Britain: “a dark outrider among liberal democracies”

Tim Garton-Ash (aka Bwezhnev) adds his considerable voice to the urgent national concern about the database state. In a Guardian CommentisFree piece he writes

This has got to stop. Britain’s snooper state is getting completely out of hand. We are sleepwalking into a surveillance society, and we must wake up. When the Stasi started spying on me, as I moved around East Germany 30 years ago, I travelled on the assumption that I was coming from one of the freest countries in the world to one of the least free. I don’t think I was wrong then, but I would certainly be wrong now. Today, the people of East Germany are much less spied upon than the people of Britain...An over-mighty executive, authoritarian busybody instincts at all levels of government, a political culture of “commonsense” bureaucratic judgments, rather than codified rights protected by supreme courts and, until recently, a gung-ho press forever calling for “something to be done”: this fateful combination has made Britain a dark outrider among liberal democracies. The birthplace of laissez-faire liberalism has morphed into the database state. We have more CCTV cameras than anyone. We have the largest DNA database anywhere. Plans are far advanced to centralise all our medical records and introduce the most elaborate biometric ID cards in the world. All this from a government which, having collected so much data on us, goes around losing it like a late-night drunk spreading the contents of his pockets down the street…

. It’s compact, powerful stuff - worth a full read.

He attracts a lot deal of comment, mostly less abusive than other CommentisFree pieces. David Moss asks what the IPS actually does all day:

In any normal business, if you tried to convince the board to market a product you can’t describe to people you cannot name for reasons which, after six years, you still can’t list, you would be ignored.

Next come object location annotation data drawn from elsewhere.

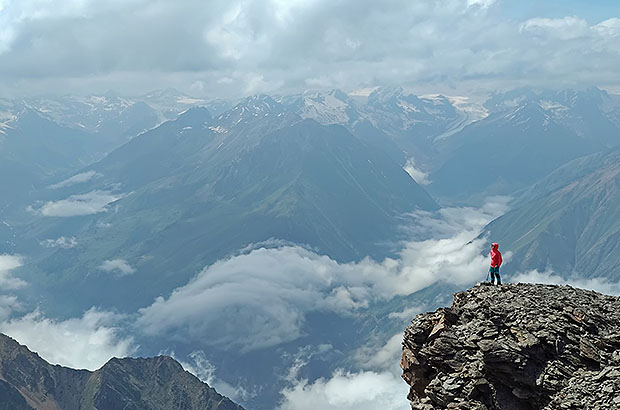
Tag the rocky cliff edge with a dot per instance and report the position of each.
(518, 346)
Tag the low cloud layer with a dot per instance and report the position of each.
(76, 179)
(348, 391)
(7, 280)
(237, 47)
(261, 299)
(91, 203)
(120, 267)
(64, 242)
(85, 342)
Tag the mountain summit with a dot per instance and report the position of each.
(519, 347)
(27, 382)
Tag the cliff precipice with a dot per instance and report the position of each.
(517, 346)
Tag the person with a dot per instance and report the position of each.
(496, 262)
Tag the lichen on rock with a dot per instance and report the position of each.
(517, 346)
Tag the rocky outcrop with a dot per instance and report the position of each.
(27, 382)
(517, 346)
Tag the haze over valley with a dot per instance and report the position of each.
(270, 201)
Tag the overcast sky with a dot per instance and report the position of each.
(239, 47)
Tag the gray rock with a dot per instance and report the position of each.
(517, 346)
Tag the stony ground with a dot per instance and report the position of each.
(517, 346)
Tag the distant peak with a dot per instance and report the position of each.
(195, 116)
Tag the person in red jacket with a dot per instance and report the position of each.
(496, 262)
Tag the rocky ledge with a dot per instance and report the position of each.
(518, 346)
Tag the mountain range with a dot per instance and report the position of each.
(27, 382)
(568, 222)
(117, 202)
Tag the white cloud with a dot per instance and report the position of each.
(566, 28)
(384, 357)
(418, 175)
(485, 4)
(199, 365)
(63, 242)
(76, 179)
(86, 342)
(275, 45)
(7, 264)
(601, 285)
(261, 298)
(120, 266)
(343, 391)
(8, 304)
(407, 313)
(91, 203)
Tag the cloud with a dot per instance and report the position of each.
(275, 45)
(261, 298)
(199, 365)
(7, 264)
(120, 266)
(8, 304)
(76, 179)
(385, 357)
(407, 313)
(366, 390)
(418, 175)
(86, 342)
(62, 242)
(601, 285)
(91, 203)
(566, 28)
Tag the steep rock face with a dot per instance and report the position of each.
(27, 382)
(518, 346)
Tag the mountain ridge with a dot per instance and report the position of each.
(30, 383)
(516, 346)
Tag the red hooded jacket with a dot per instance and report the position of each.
(496, 256)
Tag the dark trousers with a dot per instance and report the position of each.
(495, 273)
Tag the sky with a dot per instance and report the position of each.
(232, 48)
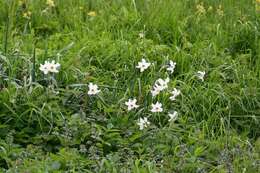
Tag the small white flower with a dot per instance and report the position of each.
(159, 86)
(131, 104)
(155, 91)
(143, 65)
(44, 68)
(201, 75)
(173, 116)
(141, 35)
(50, 67)
(162, 84)
(171, 66)
(93, 89)
(143, 122)
(54, 67)
(157, 107)
(175, 93)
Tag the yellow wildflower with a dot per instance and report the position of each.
(92, 13)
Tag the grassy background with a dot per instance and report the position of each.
(62, 129)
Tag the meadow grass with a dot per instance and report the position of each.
(50, 123)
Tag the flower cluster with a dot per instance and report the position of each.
(159, 86)
(49, 67)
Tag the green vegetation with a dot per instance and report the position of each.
(49, 123)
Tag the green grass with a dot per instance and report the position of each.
(52, 125)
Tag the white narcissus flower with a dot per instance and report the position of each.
(175, 93)
(155, 91)
(54, 67)
(93, 89)
(141, 35)
(173, 116)
(49, 67)
(143, 65)
(143, 122)
(201, 75)
(159, 86)
(45, 67)
(131, 104)
(171, 66)
(157, 107)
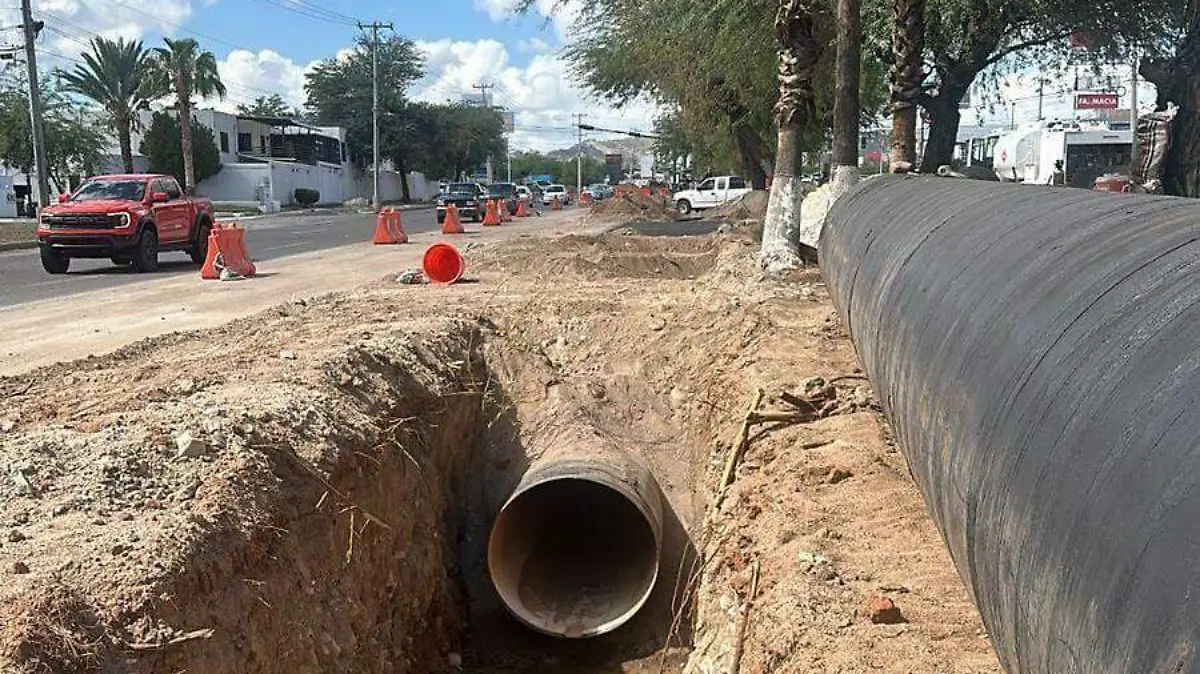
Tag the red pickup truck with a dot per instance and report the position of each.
(129, 218)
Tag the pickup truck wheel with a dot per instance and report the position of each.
(54, 262)
(145, 256)
(199, 251)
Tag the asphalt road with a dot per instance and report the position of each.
(22, 278)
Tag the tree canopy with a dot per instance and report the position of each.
(163, 148)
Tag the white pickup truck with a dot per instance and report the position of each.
(709, 193)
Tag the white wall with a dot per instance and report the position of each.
(237, 182)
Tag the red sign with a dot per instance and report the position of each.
(1097, 101)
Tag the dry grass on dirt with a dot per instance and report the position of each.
(342, 458)
(17, 232)
(631, 206)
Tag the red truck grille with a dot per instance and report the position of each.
(82, 221)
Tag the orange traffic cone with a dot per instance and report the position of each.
(389, 228)
(453, 224)
(493, 217)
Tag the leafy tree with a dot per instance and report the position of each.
(114, 74)
(163, 148)
(1169, 36)
(339, 92)
(273, 106)
(75, 144)
(564, 170)
(183, 68)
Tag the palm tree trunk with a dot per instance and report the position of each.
(124, 138)
(907, 74)
(798, 54)
(185, 136)
(846, 104)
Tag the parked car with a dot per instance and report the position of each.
(504, 191)
(709, 193)
(552, 191)
(599, 191)
(468, 197)
(127, 218)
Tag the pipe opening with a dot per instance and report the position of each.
(573, 558)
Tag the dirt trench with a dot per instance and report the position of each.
(311, 489)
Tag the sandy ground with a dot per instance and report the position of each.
(93, 324)
(232, 499)
(13, 232)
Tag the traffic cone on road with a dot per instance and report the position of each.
(389, 228)
(453, 223)
(493, 216)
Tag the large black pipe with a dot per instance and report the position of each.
(1037, 351)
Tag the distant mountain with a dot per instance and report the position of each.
(630, 148)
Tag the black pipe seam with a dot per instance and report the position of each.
(1037, 351)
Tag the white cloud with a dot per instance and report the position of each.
(562, 13)
(534, 46)
(541, 92)
(249, 74)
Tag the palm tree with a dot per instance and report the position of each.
(846, 104)
(185, 70)
(115, 76)
(796, 108)
(907, 76)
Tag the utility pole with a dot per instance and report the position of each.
(1134, 149)
(487, 103)
(375, 102)
(31, 29)
(1042, 84)
(579, 157)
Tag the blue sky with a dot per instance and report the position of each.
(265, 46)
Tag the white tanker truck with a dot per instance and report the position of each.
(1074, 152)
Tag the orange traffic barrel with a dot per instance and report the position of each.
(442, 264)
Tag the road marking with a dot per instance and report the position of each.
(286, 246)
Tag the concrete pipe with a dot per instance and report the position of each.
(1037, 351)
(575, 551)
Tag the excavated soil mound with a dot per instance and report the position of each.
(310, 489)
(634, 206)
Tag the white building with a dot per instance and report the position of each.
(264, 160)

Imagine what the Dragons in the Den would do to IPS if they turned up to make a presentation.

David has done an open letter to get Gordon Brown off the hook arguing that mobile phones already provide the functionality we need from ID cards. He concludes:

The government cannot disregard reality. Reality is daily attracting ridicule to the NIS and daily destroying confidence in the government. The NIS cannot achieve its objectives. It cannot help to fight crime and terrorism or to deliver more efficient public services. Meanwhile, thanks to the global mobile phone network, we already have a superior ID card scheme anyway, so we don’t need the NIS – that is the government’s escape route from mirage and back to reality.

Published by William Heath on 01/02/08 at 11:06am

Comments

  1. I don’t have a mobile phone, because I don’t need one. Now I know I’m in a tiny minority, but could you precis David’s preferred method of achieving universality, or alternative provision (it’s not clear to me in his letter).
    Someone rang me up recently trying to get me to upgrade my mobile. When I explained I hadn’t got one and didn’t want one he asked, in a not very customer centric manner, “why, don’t you ever go out?”
    “Yes,often”, I replied, “to get away from ***** like you ringing at all hours trying to get me to buy your tat.”

    Reply by  on  02/01/08  at  2:27 pm

  2. Mr Heath, I have only just spotted that you mentioned my open letter, for which thank you, so only now, a bit late, can I respond to Paul’s 1 February question.

    I am not aiming for a universal solution. I cannot and I do not insist that everyone have a mobile phone. Universal solutions soon fall into the trap of being single solutions. They create honeytraps for villains and reduce security instead of increasing it.

    I prefer loose-leaf, overlapping, independent solutions which, between them, tend towards universality. Rather like what we have at the moment.

    The NIS is not even theoretically a universal system. It excludes UK citizens under the age of 16. It excludes EEA citizens who are not UK citizens. It excludes non-EEA citizens who are staying in the country for less than three months (or possibly six months or 12 months, it’s not always clear).

    And what’s more, the NIS doesn’t even exist yet. It may start in earnest in 2012. If it is geared to the issue of passports, it will take 10 years to achieve 80%+ coverage and only then will ID cards be made compulsory, if parliament decides that that is what it wants.

    Compare that with mobile phones. We already have 80%+ coverage. Today. Now. HMRC, the police and goodness knows who else, in the UK and abroad, already use mobile phone data, among other things, to support their investigations and have done for years.

    The NIS is a waste of money. Your money and mine.

    We already have an ID card equivalent more effective than what we are promised for 2022. So let’s cancel the NIS project. Crime and terrorism are real problems. They need real solutions now, not in 14 years time.